In the off-season (October until late July) most grocery stores carry some version of fresh corn grown in one of those states where their concept of layering amounts to a light jacket on ‘chilly’ days. Of course it is inevitably disappointing. I’ve heard people say “We got some Florida corn at the store and you know, it was not so bad.”
Not So Bad?
Sweet corn is not supposed to be “Not So Bad” Not so bad is what you say after a root canal proved to be a degree or two less painful than expected. Sweet corn is supposed to be like a slice of heaven on a cob.
But I digress.
Now it is late July and while bemoaning the rapid retreat of summer I was ready to get my hands on a couple of cobs. And not just any ordinary kernels. We’re talking about the long awaited arrival of the ears of exquisite epicurean experience available at the Kokx farm.
This Maple Island Rd destination has long been my go-to site for heralding the beginning of the season of sweet corn. When it was announced that Thursday would see the Grand Opening I reset my schedule accordingly. I knew from past experience there would likely be an ample supply but admittedly there was that touch of angst that perhaps this year an early morning slam would deplete the first harvest. I mean, when it comes to securing the ultimate in sweet corn can past experience really be trusted?
Rumor had it they would begin welcoming corn seekers at 9am. It so happened that Lifetime Spousal Companion LIl was leaving that day for a bit of a reune with some long time friends in another city. We breakfasted at Hit The Road Joe, said our goodbyes and she departed for her get together. while I shifted my focus on one destination.
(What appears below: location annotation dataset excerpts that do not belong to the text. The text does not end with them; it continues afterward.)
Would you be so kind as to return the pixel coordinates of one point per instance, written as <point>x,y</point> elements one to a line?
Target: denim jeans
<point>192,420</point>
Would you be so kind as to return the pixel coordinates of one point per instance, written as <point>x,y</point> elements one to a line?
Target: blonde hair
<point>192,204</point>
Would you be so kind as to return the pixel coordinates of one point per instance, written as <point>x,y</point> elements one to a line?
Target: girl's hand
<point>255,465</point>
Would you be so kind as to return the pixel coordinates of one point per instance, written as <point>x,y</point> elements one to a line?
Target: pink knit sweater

Arriving at 11ish there were about 8-10 cars with a few folks queueing up. I immediately scored a dozen while giving a quick hello to Farm Matriarch Joan Kokx and cruising home with that kind of feeling you get when all seems right with the Universe. 6 went to daughter Biz who inherited the family passion for this palate pleasing produce and 6 came home with me.
On Thursday my solitary supper turned out to be three ears drenched with butter (never margarine…ever.) and salted sparingly, cukes and red peppers tossed with a little Italian dressing a slice of Lil's homemade sourdough bread and half of a wonderful Indiana melon procured from Nelson's Market.
Friday was the same.
Saturday morning found me back at the farm for another dozen.
Lil is returning Monday and with any measure of personal discipline there just might be a few ears left for us to share that evening.
But seriously, who am I kidding? Chances are better than not I’ll be heading west for a Monday morning maize run.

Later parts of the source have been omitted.